# Introduction to Data Analytics

Data is the new Gold in the eyes of any entrepreneurs and business owners out there. This is where you get information to support your next strategic plan to improve your business productivity.

As I continue to learn this myself, I would like to share few things to remember in Data Analytics a 7 steps workflow.

1. Business Problem. You need to it first so you can plan your attack of action.
2. Data Acquisition. You need to have some data to create your baseline of execution. This is where you set your start your baseline and measure results (gaining or losing).
3. Data Wrangling. You need your Data Scientist to help sanitize your data to bring the value out of it.
4. Exploratory Data Analysis (EDA). I first learn this keyword while learning Data Science at Simplilearn. I first see it as part of work flow of Data Wrangling. EDA studies the data to recommend models that best fit the data.
5. Data Exploration.
6. Conclusion or prediction. This is where we produce the reports.
7. Communication. Sharing the report to the management.

Useful tools for EDA Graphical Technique. Histogram and Scatter Plots are two popular graphical techniques to depict data.

Histogram graphically summarizes the distribution of a univariate datasets, it shows:

• the center or location of data
• the skewness of data
• the presence of outliers
• the presence of multiple nodes in the data
• and also use for continuous plotting technique, similar with Line Chart.

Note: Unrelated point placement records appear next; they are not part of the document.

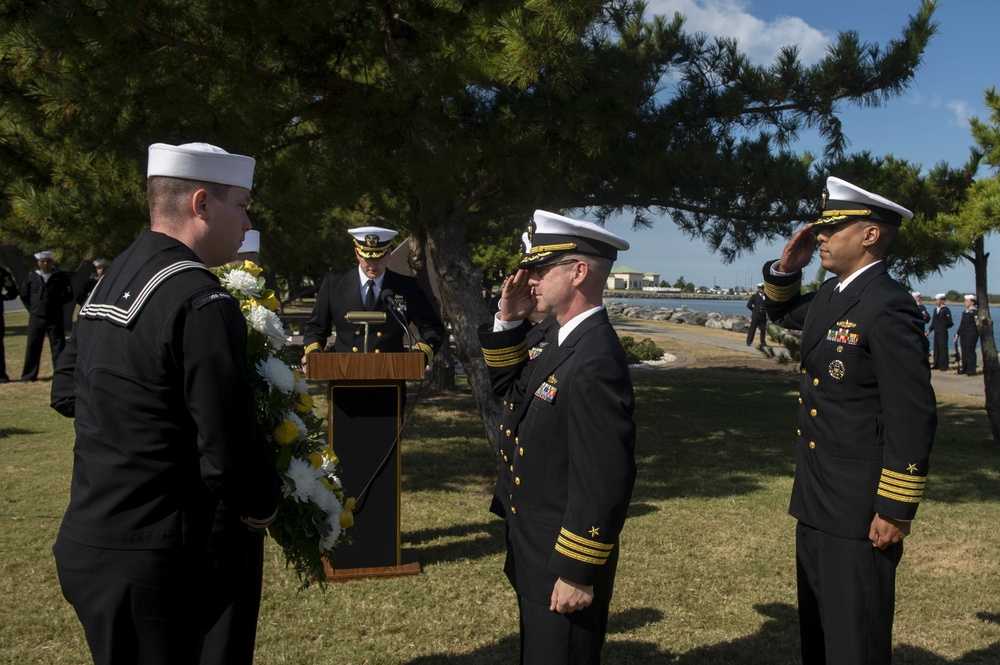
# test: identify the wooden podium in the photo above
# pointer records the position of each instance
(365, 414)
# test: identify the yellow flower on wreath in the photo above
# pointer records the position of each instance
(285, 433)
(251, 267)
(269, 300)
(305, 404)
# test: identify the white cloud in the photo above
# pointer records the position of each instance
(760, 40)
(961, 110)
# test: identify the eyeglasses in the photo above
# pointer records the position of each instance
(542, 271)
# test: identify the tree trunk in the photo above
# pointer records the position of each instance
(991, 365)
(461, 294)
(442, 374)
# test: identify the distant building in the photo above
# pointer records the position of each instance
(623, 278)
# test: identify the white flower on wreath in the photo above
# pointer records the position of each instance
(299, 425)
(328, 541)
(299, 479)
(278, 376)
(325, 499)
(267, 322)
(243, 283)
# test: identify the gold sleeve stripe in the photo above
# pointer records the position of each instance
(580, 557)
(906, 478)
(588, 542)
(582, 551)
(886, 489)
(890, 493)
(428, 351)
(782, 293)
(511, 355)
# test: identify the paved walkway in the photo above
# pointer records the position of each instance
(949, 381)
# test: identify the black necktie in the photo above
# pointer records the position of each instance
(370, 295)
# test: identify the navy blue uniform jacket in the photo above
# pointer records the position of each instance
(340, 293)
(567, 464)
(868, 413)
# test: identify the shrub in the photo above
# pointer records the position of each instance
(636, 352)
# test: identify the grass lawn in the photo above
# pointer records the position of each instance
(707, 570)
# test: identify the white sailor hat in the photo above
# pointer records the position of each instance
(844, 202)
(551, 235)
(372, 242)
(200, 161)
(251, 242)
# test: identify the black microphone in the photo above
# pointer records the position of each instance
(389, 299)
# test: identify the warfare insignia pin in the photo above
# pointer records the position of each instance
(546, 392)
(536, 351)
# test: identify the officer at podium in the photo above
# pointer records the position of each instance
(372, 287)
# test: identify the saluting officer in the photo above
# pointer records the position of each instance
(866, 423)
(365, 288)
(567, 464)
(968, 336)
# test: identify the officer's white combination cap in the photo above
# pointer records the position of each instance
(551, 235)
(202, 162)
(372, 242)
(844, 202)
(251, 242)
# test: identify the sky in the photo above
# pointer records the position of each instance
(927, 124)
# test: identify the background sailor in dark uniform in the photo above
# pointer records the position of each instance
(44, 292)
(940, 324)
(866, 424)
(758, 316)
(567, 463)
(967, 336)
(155, 376)
(349, 290)
(921, 307)
(8, 291)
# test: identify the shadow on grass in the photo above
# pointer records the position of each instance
(476, 540)
(14, 431)
(761, 648)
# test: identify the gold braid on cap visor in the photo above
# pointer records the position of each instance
(544, 251)
(832, 216)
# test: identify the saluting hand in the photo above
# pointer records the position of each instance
(799, 250)
(516, 301)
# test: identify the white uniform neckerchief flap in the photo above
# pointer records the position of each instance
(133, 302)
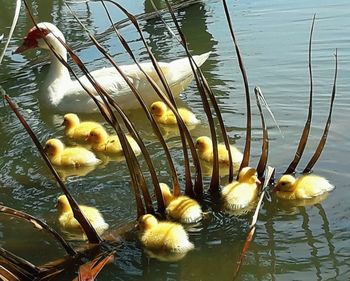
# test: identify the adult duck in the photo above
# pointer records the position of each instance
(61, 94)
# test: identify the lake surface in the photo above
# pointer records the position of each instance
(291, 243)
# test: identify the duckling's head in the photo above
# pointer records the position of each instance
(203, 143)
(53, 147)
(167, 196)
(158, 108)
(70, 120)
(63, 204)
(97, 135)
(147, 222)
(285, 183)
(248, 175)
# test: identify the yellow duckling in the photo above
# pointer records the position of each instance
(204, 147)
(77, 130)
(69, 223)
(304, 187)
(102, 142)
(240, 194)
(69, 156)
(163, 236)
(164, 115)
(181, 208)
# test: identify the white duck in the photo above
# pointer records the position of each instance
(62, 94)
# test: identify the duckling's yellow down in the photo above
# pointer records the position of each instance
(69, 156)
(181, 208)
(69, 223)
(102, 142)
(77, 130)
(304, 187)
(163, 236)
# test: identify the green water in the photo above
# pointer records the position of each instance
(291, 243)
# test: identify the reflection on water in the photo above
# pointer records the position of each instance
(305, 241)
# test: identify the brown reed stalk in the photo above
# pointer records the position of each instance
(130, 127)
(215, 179)
(90, 232)
(107, 113)
(304, 137)
(18, 266)
(323, 139)
(165, 99)
(246, 154)
(89, 270)
(265, 145)
(252, 227)
(39, 225)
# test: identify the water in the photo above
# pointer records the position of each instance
(291, 243)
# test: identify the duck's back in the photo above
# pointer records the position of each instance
(184, 209)
(82, 131)
(309, 186)
(166, 236)
(239, 195)
(178, 73)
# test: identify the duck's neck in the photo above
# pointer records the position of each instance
(58, 79)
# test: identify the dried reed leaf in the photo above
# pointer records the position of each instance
(40, 225)
(89, 270)
(85, 224)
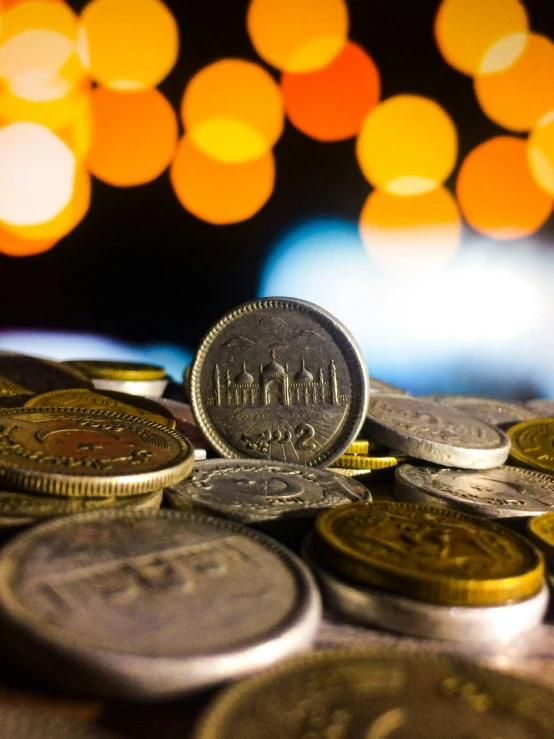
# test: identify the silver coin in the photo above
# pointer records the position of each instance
(147, 604)
(489, 410)
(500, 492)
(435, 433)
(253, 491)
(281, 380)
(392, 612)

Scatter plot represent relationship between two variables, and provides answers these questions visually.

• are variables X and Y related?
• are variables X and Y linearly related?
• are variables X and Y non-linearly related?
• Does change in variation of Y depend on X?
• are they outliers?

Data Types of Plotting.

• Numerical Data. There are two types of numerical data e.g. Discrete Data, distinct or counted values for example number of employees in a company or students in the class. The 2nd is Continuous Data where values within a range that can be measured. For example, height can be measured in feet or inches, weight in pounds or kilograms.
• Categorical Data. There are two categorical data e.g. Cluster or Group values. For example, students can be divided in different groups based on height – Tall, Medium and Short. The 2nd categorical data is Ordinal Data grouped values according to ranks. For example, a ranking systems.
• Time Series. Data measured in time blocks such date, month, year, time – hours, minutes and seconds.

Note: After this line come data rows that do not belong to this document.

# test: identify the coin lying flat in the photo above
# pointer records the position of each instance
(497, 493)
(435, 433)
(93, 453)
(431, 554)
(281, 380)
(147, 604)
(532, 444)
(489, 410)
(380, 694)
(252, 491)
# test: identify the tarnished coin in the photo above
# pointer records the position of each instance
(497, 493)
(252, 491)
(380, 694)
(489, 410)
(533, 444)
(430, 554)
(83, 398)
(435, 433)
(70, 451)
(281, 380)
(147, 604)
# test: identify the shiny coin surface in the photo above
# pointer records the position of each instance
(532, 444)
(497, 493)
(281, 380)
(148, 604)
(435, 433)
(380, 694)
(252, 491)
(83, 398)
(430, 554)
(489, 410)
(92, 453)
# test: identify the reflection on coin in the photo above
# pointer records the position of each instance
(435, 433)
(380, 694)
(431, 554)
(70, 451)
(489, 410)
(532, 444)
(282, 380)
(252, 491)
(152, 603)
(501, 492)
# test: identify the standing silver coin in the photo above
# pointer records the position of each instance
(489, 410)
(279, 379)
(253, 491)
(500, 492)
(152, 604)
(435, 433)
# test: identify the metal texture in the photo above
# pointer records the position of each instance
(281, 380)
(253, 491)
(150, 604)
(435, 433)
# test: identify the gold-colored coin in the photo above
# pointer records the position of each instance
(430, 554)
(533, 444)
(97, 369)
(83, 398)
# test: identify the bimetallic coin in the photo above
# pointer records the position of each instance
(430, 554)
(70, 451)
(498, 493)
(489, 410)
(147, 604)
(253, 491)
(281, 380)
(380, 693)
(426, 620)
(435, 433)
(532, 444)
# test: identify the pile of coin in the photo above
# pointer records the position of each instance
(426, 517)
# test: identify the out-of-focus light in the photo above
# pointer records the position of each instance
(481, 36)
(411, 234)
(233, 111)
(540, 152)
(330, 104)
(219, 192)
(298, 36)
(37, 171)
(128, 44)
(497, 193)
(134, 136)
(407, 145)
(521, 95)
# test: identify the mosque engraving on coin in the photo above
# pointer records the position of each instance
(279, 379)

Data Analytics – Skills and Tools

• Domain Knowledge
• Passion for Data
• Analytical approach

Data Acquisition

• Beautiful Soup for web scraping
• CSV or other file knowledge
• NumPy
• Pandas
• Database

Data Wrangling

• CSV or other file knowledge
• NumPy
• Pandas
• Database
• SciPy

Data Exploration

• NumPy
• SciPy
• Pandas
• Matplotlib

Conclusion or Predictions

• Scikit-Learn, the machine learning library
• CSV or other file knowledge
• NumPy
• Pandas
• Database
• SciPy

Communication or Data Visualization

• Pandas
• Database
• Matplotlib
• PPT
• CSV or other file knowledge

Key Takeaways to remember.

• Data analytics is used to solved business problems.
• Data analysis requires a number of skills and tools.
• Data wrangling, data exploration, and model selection processes are challenging.
• EDA includes quantitative and graphical techniques.
• Data visualization helps show data characteristics and patterns effectively.
• Hypothesis testing establishes the relationship between dependent and independent variables in the data analytics.